Given a zkVM program with unbounded runtime size, we first perform metered execution to segment the execution into segments on a dedicated CPU machine. Minimal boundary metadata about each segment is sent to a dedicated machine to generate the App proof of that segment. The app proofs are proven in parallel on distributed prover machines. We will refer to each prover machine as consisting of a host and device, where the host consists of the CPU and RAM, and the device may be the multi-core CPU or the GPU depending on the proving backend.

For each segment, we re-execute via pure execution on the host CPU to recover the starting VM state at the beginning of the segment. Then the host performs preflight execution up to the segment end, storing records of the execution into in-memory buffers. During trace generation, these buffers are copied to device memory and transformed on device into trace matrices that match the specifications of the zkVM circuit frontend. Execution is serial, while trace generation is massively parallelized. The STARK backend then generates a cryptographic proof from the trace matrices, on device.

The above process generates all segment App proofs in parallel. After the App proofs are generated, they are aggregated into a single proof via the aggregation tree described in the continuation design. Each layer of the aggregation tree is proven in parallel, where each aggregation proof is treated as a single segment proof.

Modular Abstraction Layers

The distributed proving architecture is designed to be extensible and composable via VM extensions. The architecture allows each VM extension to define their own implementations of execution and trace generation, while a unified hardware abstraction layer ensures:

Optimized parallelization - VM extensions can implement hardware-specific trace generation algorithms to maximize parallel computation efficiency.
Decoupled proving backend - The STARK backend prover implements the specifications of the proof system with optimized hardware acceleration while remaining independent of the VM extensions in use.

The hardware abstraction layer defines a host-device boundary: the host comprises the CPU and system RAM, while the device denotes specialized compute hardware featuring architecture-specific memory that operates either independently or in a unified memory model with the host.

We now give more details about the components of the distributed proving architecture discussed in the overview.

Execution

Given an executable consisting of OpenVM instructions, we have several runtimes which run the executable.

We will have three modes of execution:

Pure execution. This is "normal" VM execution, currently implemented via an interpreter, where execution starts from a specified VM state and executes either a specific number of instructions or until program termination. Pure execution only needs to output the end VM state when execution stops.
Metered execution. This is pure execution that additionally measures weighted functions of instruction counts and guest memory usage in order to determine where to segment the program execution. The segmentation criteria are designed to account for estimated prover device memory usage and security constraints dependent on the proof system's prime field. The output of metered execution is the sequence of segments together with segmentation-related metadata about the segment boundaries.
Preflight execution. This is a special logging execution that records the minimal execution trace such that subsequent trace generation may be done in parallel without reliance on the VM state.
- The logging is done by writing records to in-memory buffers referred to as record arenas. During trace generation, these buffers are designed to be transferred to device memory for hardware acceleration purposes.

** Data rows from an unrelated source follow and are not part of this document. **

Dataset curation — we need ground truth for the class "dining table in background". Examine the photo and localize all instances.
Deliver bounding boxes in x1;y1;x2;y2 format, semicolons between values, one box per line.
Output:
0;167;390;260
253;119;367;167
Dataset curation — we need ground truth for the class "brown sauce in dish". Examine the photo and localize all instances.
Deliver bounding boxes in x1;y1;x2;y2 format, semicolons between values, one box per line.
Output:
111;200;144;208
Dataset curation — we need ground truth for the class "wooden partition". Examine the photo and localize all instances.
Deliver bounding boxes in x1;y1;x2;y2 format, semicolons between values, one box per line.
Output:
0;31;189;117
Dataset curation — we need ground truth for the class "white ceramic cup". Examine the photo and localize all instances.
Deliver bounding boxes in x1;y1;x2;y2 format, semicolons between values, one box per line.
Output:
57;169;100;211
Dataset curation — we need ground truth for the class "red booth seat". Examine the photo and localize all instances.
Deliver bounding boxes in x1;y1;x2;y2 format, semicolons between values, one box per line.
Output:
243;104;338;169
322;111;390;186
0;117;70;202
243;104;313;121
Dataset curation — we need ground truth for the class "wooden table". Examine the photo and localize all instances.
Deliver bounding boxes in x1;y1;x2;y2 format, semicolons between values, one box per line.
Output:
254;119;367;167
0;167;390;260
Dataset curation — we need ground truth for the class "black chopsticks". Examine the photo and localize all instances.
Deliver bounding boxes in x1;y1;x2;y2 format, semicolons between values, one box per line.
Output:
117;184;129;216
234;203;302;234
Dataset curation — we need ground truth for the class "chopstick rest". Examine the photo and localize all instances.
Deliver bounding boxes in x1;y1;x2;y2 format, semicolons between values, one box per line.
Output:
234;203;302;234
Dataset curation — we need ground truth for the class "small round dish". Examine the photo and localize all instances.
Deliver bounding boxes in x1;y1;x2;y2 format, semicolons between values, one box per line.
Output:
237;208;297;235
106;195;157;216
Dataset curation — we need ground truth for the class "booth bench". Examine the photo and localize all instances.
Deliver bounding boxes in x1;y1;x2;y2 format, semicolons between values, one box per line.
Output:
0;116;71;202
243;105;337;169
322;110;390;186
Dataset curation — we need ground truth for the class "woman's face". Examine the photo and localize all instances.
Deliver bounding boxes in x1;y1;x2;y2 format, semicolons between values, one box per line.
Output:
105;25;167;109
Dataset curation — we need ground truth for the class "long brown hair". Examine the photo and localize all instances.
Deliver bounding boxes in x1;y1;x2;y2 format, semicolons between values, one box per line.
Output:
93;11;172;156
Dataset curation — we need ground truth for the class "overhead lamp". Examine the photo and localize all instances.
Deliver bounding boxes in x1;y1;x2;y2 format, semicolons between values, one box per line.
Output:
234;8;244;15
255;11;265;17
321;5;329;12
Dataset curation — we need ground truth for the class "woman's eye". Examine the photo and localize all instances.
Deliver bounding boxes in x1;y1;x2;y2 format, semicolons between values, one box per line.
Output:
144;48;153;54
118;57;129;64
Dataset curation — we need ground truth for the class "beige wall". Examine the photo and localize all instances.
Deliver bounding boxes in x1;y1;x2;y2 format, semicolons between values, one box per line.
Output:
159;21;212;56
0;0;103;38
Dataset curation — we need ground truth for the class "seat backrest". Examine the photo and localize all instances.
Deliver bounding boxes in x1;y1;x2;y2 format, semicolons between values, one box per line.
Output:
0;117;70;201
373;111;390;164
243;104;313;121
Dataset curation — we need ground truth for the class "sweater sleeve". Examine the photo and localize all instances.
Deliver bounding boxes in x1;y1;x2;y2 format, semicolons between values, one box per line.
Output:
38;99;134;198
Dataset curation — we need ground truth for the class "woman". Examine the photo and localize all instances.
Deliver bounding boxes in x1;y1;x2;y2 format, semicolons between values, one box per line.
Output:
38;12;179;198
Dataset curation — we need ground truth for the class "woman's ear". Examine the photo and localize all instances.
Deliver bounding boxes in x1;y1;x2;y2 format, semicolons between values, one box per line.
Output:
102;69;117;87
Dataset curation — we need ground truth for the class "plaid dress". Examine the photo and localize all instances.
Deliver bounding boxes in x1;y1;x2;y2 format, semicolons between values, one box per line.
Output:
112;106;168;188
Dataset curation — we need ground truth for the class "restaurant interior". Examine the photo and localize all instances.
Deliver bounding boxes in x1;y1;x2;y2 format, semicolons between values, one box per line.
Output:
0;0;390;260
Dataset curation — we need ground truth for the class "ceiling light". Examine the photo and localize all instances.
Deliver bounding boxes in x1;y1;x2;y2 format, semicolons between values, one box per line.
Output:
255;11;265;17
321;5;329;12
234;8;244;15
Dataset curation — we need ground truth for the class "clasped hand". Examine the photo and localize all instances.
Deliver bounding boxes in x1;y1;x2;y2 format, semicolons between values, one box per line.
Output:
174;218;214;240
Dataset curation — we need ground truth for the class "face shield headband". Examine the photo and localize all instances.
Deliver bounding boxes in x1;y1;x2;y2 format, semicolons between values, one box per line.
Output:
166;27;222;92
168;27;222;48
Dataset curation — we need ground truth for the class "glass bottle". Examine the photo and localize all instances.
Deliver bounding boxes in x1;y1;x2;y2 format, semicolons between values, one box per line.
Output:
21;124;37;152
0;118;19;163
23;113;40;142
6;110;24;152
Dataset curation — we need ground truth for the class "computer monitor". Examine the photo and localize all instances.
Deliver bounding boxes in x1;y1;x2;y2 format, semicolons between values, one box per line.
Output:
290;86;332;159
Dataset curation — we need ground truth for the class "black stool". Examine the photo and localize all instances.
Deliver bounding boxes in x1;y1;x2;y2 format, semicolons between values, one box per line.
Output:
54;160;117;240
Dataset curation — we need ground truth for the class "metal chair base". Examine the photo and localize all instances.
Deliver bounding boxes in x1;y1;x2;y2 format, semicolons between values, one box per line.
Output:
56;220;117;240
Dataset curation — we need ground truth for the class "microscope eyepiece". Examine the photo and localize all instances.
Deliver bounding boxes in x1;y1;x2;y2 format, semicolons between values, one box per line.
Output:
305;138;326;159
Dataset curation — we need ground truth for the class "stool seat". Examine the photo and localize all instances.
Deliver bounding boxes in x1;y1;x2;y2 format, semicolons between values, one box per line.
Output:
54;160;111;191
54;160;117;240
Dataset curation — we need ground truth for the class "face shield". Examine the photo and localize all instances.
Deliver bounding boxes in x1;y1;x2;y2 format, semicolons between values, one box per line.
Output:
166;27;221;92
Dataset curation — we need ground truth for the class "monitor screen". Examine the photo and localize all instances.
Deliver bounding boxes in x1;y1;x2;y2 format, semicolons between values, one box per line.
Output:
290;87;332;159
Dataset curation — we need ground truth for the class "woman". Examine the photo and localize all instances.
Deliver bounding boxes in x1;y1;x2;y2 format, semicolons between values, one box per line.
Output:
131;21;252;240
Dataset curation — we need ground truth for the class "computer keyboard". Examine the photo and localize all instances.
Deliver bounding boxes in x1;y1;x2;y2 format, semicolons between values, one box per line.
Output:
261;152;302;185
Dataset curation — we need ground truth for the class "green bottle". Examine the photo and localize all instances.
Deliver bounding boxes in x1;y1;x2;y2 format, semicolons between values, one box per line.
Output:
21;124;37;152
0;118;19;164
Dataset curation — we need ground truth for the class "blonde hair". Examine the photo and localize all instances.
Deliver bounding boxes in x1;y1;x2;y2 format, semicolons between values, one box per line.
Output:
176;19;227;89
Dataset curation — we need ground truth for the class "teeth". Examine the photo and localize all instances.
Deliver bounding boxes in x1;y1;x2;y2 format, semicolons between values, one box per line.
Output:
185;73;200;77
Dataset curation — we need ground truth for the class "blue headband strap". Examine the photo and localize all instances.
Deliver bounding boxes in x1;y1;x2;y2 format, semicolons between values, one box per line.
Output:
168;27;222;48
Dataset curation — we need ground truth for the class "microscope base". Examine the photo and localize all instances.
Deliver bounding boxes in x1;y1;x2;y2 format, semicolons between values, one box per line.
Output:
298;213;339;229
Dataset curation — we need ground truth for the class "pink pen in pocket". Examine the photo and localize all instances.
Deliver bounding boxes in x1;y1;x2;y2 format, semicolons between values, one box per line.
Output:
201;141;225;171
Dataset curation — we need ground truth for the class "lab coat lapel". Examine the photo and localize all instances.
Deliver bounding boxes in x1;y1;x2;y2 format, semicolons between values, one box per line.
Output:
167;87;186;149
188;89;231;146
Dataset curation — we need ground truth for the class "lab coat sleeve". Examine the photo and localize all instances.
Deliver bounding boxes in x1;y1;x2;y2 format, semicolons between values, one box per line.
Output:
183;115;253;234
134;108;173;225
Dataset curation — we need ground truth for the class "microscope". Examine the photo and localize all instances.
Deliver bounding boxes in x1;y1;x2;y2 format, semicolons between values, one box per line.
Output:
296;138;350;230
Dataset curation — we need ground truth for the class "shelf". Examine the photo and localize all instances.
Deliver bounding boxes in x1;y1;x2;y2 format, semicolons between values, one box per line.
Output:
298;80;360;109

All modes of execution are inherently serial and performed on a CPU.

Trace Generation

Trace generation is the first point in the proving process where computation occurs on device with hardware acceleration. For a given segment, the preflight execution records contain all the data necessary to generate the trace matrices corresponding to all chips in the zkVM circuit. The records are stored in memory buffers called record arenas, where the buffer memory layout is optimized based on the device type. The records are transported from host to device memory. Then the trace matrices are generated from the records by utilizing as much parallelism as possible. In particular, trace generation for the execution records of different instructions is parallelized and does not need to be done in the order they were executed.

The output of trace generation is an ordered list of trace matrices corresponding to the zkVM circuit's chips. The trace matrices are fully on-device and never leave device memory.

Proof Generation via STARK Backend

The STARK backend takes the proving key of the circuit and the trace matrices output from trace generation and generates a proof on device according to the specifications of the proof system. The proving key is generated upon circuit creation independently of any runtime inputs, and can be transferred to device memory ahead of time. The trace matrices are created on device, so the entire proving process can be done on device utilizing hardware acceleration.

Aggregation

The sequence of App proofs, one per segment, is aggregated using distributed proof aggregation following our continuation design. Proof aggregation proceeds using an aggregation tree, where each node in the same layer of the tree can be proven in parallel.

Presently, each aggregation proof is generated as the proof of execution of an Agg VM program, and the design requires that the entire execution fits into a single segment. Since aggregation proofs are necessarily of single segments, metered execution is not required. Instead, preflight execution is run directly on the single segment without pure or metered execution. Then trace generation and STARK backend proving proceed on device as described above.